Wow nevermind, the catch rates really make up for the spawn rates.  I’m already done with the first half.


----------



## Greninja (Sep 4, 2018)

I actually completed the first half early so now im sharing all my bugs! I hope the second half goes just as smoothly!


----------



## Dracule (Sep 4, 2018)

Just recently got into Pocket Camp last week and really love it! I’m glad I made it in time for Brewster’s Event because all the items are completely my aesthetic :>.

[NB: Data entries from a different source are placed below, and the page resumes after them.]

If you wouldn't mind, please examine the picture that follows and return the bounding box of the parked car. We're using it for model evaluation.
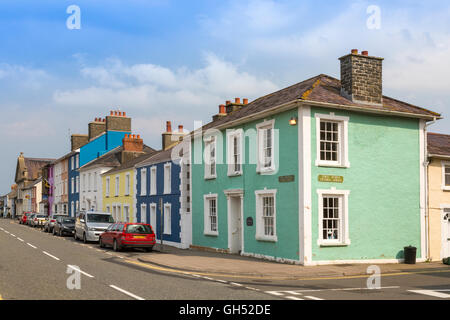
[99,222,156,251]
[27,213,36,226]
[44,214,67,232]
[53,216,75,237]
[30,213,47,228]
[19,212,31,224]
[74,211,114,243]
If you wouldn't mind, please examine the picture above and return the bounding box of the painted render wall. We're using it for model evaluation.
[311,108,421,261]
[191,109,299,260]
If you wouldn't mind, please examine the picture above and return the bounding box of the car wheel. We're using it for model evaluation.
[113,239,122,252]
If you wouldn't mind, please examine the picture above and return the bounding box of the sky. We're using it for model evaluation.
[0,0,450,194]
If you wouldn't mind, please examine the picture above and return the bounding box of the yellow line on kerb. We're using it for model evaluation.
[124,259,450,281]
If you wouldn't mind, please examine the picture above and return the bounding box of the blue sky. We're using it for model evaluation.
[0,0,450,194]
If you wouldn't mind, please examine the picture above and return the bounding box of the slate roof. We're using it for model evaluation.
[427,132,450,157]
[202,74,441,130]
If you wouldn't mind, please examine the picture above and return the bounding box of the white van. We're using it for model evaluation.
[74,211,114,243]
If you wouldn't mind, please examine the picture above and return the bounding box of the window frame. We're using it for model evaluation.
[315,112,350,168]
[255,189,278,242]
[227,129,245,177]
[441,161,450,191]
[203,193,219,236]
[317,188,351,247]
[256,119,278,174]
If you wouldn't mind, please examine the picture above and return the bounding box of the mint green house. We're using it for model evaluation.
[191,51,440,265]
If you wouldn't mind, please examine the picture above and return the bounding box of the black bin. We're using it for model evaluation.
[403,246,417,264]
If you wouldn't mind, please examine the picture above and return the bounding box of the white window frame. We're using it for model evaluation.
[204,136,217,180]
[105,177,111,198]
[163,203,172,235]
[150,203,158,234]
[150,166,158,196]
[227,129,244,177]
[141,203,147,223]
[317,188,351,247]
[315,112,350,168]
[255,189,278,242]
[114,175,120,197]
[141,168,147,196]
[125,173,131,196]
[441,161,450,191]
[164,162,172,194]
[256,119,277,174]
[203,193,219,236]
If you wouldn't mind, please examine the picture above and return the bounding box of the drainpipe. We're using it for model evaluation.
[423,117,436,260]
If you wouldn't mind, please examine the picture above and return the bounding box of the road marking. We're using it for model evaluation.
[286,296,304,300]
[110,284,145,300]
[305,296,323,300]
[42,251,59,261]
[408,290,450,299]
[67,264,94,278]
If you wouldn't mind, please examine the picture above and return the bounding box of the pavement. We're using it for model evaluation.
[137,244,450,280]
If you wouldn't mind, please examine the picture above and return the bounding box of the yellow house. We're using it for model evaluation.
[428,133,450,261]
[102,154,153,222]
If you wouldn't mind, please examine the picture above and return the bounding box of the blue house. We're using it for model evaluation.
[135,121,192,248]
[68,111,131,216]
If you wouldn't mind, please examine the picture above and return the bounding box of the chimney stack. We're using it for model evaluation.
[162,121,187,150]
[339,49,384,105]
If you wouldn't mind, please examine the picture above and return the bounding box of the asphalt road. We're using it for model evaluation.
[0,219,450,302]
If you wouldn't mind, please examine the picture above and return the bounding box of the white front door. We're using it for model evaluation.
[442,208,450,258]
[228,196,242,254]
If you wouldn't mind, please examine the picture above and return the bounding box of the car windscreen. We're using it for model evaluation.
[126,224,153,234]
[86,213,114,223]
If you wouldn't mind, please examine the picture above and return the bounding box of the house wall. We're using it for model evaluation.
[428,158,450,261]
[311,108,421,261]
[136,161,183,247]
[101,168,137,222]
[192,109,299,261]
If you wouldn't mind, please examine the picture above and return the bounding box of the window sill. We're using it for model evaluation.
[255,235,278,242]
[315,160,350,168]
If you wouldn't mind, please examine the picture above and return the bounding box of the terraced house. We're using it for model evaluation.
[135,121,192,249]
[191,50,440,265]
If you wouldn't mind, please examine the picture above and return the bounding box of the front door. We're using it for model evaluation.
[442,209,450,258]
[228,196,242,254]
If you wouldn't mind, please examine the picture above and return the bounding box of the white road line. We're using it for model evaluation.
[305,296,323,300]
[42,251,59,261]
[110,284,145,300]
[408,290,450,299]
[286,296,303,300]
[67,264,94,278]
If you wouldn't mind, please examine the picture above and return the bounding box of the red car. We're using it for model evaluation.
[99,222,156,251]
[19,212,32,224]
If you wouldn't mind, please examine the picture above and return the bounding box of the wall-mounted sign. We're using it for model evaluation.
[319,175,344,183]
[278,175,295,182]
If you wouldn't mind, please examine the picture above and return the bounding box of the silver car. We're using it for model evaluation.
[74,211,114,243]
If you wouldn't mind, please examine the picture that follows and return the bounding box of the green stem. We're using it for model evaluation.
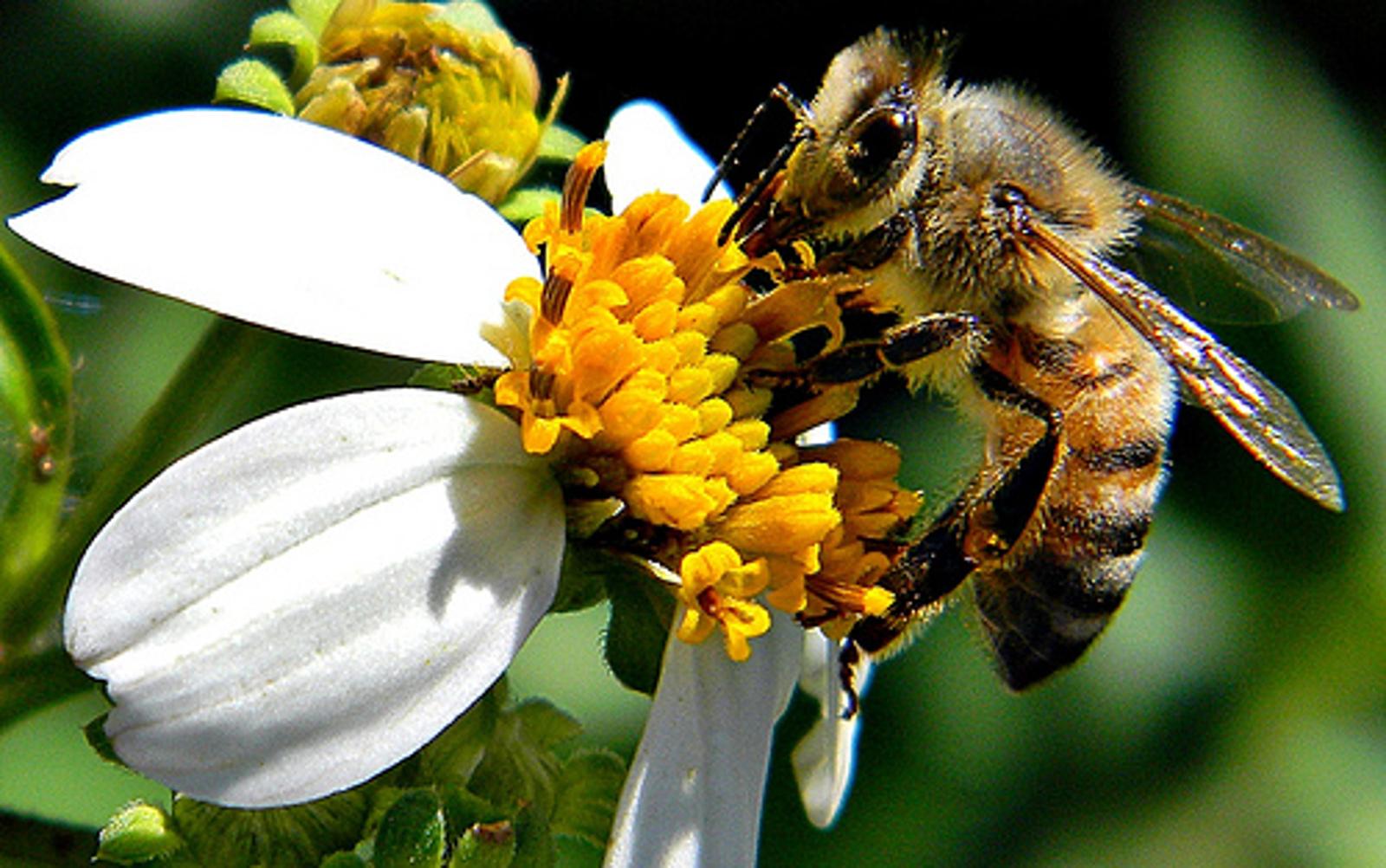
[0,647,92,731]
[0,814,96,866]
[0,319,265,653]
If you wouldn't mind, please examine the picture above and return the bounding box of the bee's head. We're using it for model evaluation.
[743,30,945,256]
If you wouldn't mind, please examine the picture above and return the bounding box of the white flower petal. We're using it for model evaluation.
[606,100,730,213]
[64,388,564,807]
[10,108,539,365]
[606,612,801,868]
[792,630,871,829]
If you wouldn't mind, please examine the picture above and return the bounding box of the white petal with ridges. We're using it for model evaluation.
[792,630,871,829]
[606,612,802,868]
[64,390,564,807]
[10,108,538,365]
[606,100,730,212]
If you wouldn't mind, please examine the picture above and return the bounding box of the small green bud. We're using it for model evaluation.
[95,801,183,865]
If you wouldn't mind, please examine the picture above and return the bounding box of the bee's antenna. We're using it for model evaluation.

The first half of the event had been pretty easy and I’m sharing bees with my sister. I’m trying to collect the other bees for the 2nd half of the event, but both the spawn and catch rate are REALLY bad for me. Is anyone else having this problem? >_<


----------



## Greninja (Sep 5, 2018)

MorinoKirii said:


> Just recently got into Pocket Camp last week and really love it! I’m glad I made it in time for Brewster’s Event because all the items are completely my aesthetic :>.
> 
> The first half of the event had been pretty easy and I’m sharing bees with my sister. I’m trying to collect the other bees for the 2nd half of the event, but both the spawn and catch rate are REALLY bad for me. Is anyone else having this problem? >_<



YES the spawn rates are terrible for the 2nd part I planted my entire garden with red berry petals and only 5 bugs showed up! I don't know if I will be able to complete this event


----------



## Ryumia (Sep 5, 2018)

MorinoKirii said:


> Just recently got into Pocket Camp last week and really love it! I?m glad I made it in time for Brewster?s Event because all the items are completely my aesthetic :>.
> 
> The first half of the event had been pretty easy and I?m sharing bees with my sister. I?m trying to collect the other bees for the 2nd half of the event, but both the spawn and catch rate are REALLY bad for me. Is anyone else having this problem? >_<


Yeah. I'm currently having problems with the second part of the event. :T It is hard for me to donate bees to others. During this part of the event... I kept getting bees from the first part of the event, which is making things more difficult to complete the second part.


----------



## Dracule (Sep 5, 2018)

Greninja said:


> YES the spawn rates are terrible for the 2nd part I planted my entire garden with red berry petals and only 5 bugs showed up! I don't know if I will be able to complete this event



I have the same fear ;-;. I really want the Ripe Vineyard Trellis, but it?s looking very difficult to obtain. :u

- - - Post Merge - - -



Ryumia said:


> Yeah. I'm currently having problems with the second part of the event. :T It is hard for me to donate bees to others. During this part of the event... I kept getting bees from the first part of the event, which is making things more difficult to complete the second part.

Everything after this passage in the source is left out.